Florida nursing schools need more funding, faculty to prevent 59,100 shortfall
Commissioned by the Florida Hospital Association and the Safety Net Hospital Alliance of Florida, the report found that Florida’s aging population and expected growth will worsen the already-existing demand for new nurses. The report, done by market analysis group IHS Markit, says the issue could partially be caused by a shortage of nursing school graduates: A 2018-19 survey by the Florida Center for Nursing found that many nursing programs didn’t have the resources or funds to expand, and couldn’t find enough faculty or clinical sites even when they could. More from the Orlando Sentinel.

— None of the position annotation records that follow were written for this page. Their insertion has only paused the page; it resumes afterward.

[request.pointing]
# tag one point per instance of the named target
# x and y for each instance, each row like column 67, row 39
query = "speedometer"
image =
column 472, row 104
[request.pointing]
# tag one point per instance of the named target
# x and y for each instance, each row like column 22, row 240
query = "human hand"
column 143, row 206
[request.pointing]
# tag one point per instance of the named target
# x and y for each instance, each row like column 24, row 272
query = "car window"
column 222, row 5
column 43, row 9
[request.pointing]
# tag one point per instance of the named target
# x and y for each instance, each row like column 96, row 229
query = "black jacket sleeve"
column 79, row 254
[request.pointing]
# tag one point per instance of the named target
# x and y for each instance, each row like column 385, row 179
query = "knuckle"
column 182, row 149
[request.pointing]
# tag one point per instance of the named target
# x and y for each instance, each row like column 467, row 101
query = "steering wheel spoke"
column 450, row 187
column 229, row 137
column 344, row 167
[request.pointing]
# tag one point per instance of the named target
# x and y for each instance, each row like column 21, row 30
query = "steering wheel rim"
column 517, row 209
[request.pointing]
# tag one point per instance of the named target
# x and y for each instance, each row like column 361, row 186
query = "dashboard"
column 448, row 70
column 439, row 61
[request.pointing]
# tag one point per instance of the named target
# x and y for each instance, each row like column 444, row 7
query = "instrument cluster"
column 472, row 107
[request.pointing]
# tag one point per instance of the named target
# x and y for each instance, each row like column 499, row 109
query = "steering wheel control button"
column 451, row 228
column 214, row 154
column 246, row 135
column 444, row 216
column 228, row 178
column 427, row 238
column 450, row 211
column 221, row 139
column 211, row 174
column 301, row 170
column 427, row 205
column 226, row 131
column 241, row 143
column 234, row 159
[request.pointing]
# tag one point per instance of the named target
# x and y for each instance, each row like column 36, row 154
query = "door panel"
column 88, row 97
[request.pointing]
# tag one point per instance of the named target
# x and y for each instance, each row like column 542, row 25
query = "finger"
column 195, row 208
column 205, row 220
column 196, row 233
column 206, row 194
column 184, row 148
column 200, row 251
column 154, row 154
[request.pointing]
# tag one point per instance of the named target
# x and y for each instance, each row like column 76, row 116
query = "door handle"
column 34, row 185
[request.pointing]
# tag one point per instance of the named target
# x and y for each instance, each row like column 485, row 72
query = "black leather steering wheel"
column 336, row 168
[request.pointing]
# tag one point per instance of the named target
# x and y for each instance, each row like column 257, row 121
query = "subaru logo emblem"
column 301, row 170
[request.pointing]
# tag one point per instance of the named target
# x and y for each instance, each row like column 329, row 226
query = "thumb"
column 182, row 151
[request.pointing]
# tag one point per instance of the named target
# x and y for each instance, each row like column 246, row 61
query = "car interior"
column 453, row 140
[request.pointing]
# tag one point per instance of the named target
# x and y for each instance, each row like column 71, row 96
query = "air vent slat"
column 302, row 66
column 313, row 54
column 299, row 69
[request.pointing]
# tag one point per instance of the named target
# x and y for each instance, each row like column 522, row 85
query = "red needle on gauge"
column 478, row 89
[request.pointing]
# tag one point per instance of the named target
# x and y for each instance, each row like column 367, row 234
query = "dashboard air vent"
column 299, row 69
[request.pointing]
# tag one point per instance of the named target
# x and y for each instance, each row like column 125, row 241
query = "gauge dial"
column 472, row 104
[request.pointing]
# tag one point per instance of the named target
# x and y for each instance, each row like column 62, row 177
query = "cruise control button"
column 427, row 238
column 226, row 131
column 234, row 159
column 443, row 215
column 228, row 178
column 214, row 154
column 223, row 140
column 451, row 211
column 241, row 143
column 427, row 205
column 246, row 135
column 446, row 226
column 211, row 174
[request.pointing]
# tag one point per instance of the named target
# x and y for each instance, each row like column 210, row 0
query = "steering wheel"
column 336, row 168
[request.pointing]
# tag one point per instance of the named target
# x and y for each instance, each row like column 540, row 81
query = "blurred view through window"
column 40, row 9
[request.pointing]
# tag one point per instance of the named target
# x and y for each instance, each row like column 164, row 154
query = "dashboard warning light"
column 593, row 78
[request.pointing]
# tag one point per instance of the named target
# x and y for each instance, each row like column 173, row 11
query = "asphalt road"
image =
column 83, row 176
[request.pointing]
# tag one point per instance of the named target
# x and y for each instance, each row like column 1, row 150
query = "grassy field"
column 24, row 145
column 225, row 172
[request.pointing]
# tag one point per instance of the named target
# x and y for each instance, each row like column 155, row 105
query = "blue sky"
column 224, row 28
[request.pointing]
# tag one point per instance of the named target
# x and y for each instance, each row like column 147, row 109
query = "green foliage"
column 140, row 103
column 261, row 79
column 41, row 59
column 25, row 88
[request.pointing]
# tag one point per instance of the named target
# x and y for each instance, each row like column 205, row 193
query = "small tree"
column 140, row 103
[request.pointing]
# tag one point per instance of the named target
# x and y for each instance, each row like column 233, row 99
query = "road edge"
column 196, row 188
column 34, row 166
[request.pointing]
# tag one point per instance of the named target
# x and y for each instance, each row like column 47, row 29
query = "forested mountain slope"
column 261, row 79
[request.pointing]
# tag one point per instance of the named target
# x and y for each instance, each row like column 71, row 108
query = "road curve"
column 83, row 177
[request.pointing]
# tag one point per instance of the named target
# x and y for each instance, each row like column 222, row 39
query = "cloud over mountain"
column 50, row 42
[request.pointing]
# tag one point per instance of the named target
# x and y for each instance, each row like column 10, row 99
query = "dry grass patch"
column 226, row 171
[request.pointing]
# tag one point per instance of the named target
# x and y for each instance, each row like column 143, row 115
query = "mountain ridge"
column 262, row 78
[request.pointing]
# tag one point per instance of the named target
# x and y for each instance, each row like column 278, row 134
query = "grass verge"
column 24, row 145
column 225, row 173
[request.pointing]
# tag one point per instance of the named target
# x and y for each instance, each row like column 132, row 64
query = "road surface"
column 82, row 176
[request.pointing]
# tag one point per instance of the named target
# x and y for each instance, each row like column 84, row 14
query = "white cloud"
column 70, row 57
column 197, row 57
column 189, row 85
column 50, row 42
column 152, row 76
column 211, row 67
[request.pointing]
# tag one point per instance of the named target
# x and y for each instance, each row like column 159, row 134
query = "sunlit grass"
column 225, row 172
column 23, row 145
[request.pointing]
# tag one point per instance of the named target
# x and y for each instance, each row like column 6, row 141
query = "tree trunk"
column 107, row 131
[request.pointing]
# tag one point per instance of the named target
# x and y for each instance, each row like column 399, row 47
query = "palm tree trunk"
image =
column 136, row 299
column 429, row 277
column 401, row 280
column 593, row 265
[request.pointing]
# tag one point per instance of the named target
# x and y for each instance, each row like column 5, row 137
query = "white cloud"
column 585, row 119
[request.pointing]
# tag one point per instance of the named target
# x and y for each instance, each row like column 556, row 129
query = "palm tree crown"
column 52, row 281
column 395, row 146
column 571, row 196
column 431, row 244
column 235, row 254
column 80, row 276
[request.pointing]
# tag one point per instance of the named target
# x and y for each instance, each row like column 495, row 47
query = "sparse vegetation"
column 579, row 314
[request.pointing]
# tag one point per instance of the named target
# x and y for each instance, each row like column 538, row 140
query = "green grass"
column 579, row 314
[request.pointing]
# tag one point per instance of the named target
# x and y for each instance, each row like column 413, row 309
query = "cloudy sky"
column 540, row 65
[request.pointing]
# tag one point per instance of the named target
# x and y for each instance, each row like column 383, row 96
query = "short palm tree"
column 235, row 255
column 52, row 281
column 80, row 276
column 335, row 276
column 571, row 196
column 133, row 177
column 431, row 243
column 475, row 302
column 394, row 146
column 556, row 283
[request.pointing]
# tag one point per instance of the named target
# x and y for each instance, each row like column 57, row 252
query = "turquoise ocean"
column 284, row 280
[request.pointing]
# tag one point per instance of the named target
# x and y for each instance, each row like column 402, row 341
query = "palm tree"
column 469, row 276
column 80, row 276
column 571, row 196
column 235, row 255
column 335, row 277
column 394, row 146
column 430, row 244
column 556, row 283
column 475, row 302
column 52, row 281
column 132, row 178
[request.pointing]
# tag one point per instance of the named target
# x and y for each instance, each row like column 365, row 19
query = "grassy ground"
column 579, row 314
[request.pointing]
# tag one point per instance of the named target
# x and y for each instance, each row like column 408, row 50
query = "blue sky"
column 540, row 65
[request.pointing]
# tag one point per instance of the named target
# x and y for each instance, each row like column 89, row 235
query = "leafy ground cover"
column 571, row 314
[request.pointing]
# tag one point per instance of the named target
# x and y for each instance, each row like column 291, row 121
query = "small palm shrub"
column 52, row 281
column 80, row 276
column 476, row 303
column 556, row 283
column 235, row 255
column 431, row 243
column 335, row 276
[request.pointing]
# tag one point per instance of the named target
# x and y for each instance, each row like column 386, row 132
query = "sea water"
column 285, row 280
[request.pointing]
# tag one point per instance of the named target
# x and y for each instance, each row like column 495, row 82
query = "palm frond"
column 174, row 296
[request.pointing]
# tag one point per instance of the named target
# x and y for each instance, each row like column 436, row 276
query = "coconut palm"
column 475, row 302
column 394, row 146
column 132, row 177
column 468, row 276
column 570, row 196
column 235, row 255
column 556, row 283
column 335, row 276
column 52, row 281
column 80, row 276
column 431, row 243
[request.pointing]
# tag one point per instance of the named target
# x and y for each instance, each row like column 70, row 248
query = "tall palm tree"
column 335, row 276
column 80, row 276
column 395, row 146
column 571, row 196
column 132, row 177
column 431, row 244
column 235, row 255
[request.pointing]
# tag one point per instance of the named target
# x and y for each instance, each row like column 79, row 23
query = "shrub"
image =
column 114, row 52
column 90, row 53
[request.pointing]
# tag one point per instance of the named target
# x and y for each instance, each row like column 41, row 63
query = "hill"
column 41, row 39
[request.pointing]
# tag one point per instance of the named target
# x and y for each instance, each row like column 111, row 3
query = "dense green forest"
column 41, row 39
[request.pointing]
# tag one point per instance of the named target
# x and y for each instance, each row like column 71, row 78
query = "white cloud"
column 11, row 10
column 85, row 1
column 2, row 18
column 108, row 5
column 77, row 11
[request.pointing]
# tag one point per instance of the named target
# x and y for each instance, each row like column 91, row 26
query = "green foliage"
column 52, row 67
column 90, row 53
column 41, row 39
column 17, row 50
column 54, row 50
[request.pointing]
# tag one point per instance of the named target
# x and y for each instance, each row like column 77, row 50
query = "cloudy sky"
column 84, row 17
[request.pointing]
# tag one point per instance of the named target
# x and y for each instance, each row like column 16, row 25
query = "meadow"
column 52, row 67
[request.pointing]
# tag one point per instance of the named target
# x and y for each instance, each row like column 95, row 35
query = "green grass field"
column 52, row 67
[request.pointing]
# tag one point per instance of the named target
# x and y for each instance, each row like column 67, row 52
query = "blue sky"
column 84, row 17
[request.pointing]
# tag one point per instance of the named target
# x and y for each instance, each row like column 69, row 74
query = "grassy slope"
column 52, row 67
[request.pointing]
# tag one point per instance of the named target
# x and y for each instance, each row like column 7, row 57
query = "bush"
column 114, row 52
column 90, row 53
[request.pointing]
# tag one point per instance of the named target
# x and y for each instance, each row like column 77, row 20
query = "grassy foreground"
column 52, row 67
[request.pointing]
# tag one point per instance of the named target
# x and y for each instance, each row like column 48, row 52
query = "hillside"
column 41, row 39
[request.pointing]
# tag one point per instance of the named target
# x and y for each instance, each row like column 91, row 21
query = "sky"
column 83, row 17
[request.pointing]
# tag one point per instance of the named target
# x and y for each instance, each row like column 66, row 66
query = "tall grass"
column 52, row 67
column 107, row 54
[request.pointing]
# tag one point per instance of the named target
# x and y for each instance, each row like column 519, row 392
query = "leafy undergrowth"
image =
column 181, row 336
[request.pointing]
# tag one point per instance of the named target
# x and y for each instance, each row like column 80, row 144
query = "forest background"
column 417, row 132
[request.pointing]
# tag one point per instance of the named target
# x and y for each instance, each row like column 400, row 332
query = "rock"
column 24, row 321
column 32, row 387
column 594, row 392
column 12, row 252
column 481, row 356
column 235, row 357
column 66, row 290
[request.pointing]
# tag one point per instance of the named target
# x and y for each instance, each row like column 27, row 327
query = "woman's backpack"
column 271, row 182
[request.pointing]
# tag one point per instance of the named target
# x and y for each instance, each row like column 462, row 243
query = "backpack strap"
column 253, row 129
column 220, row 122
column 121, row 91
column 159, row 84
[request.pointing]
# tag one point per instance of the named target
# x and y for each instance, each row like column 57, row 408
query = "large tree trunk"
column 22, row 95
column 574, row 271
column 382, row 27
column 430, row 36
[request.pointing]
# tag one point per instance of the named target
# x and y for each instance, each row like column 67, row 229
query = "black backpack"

Commissioner Fried and FDACS announce Virtual Farm to School Conference
Agriculture Commissioner Nikki Fried and the Florida Department of Agriculture and Consumer Services (FDACS) Division of Food, Nutrition and Wellness are excited to announce this year’s Farm to School Experience. The conference will be held virtually on Wednesday, October 20, 2021 and is an opportunity for schools, distributors, and producers to connect and learn more about the 2021 Farm to School initiative. More from the FDACS.
Out of the Box
The history of Cypress Gardens, Florida's first theme park
Back in the 1930s, Dick Pope Sr. and his wife Julie saw an article about a Charleston banker who opened up his private estate to the public and charged an admissions fee. This man made $36,000 in a single year. After hearing about the banker's success, Pope decided that he would build his own garden in Winter Haven. They originally planned to rebuild the Winter Haven canals and chain of lakes. They also planned to add a hanging garden on Lake Eloise. Eventually, they created Cypress Gardens.
» More from WTVT.
Abandoned Florida draws urban explorers — and a huge online audience
David Bulit has one piece of advice for his followers. Maybe it’s more like a warning. “Don’t do anything that I would do.” He has spent over a decade slipping into Florida’s strangest spaces. Cigar factories and decrepit prisons, overgrown theme parks and haunted hospitals: He’s seen it all. And through his photographs, so has his audience. The 32-year-old Miami native has worked for years to research and document hundreds of off-limits spaces on his website, Abandoned Florida.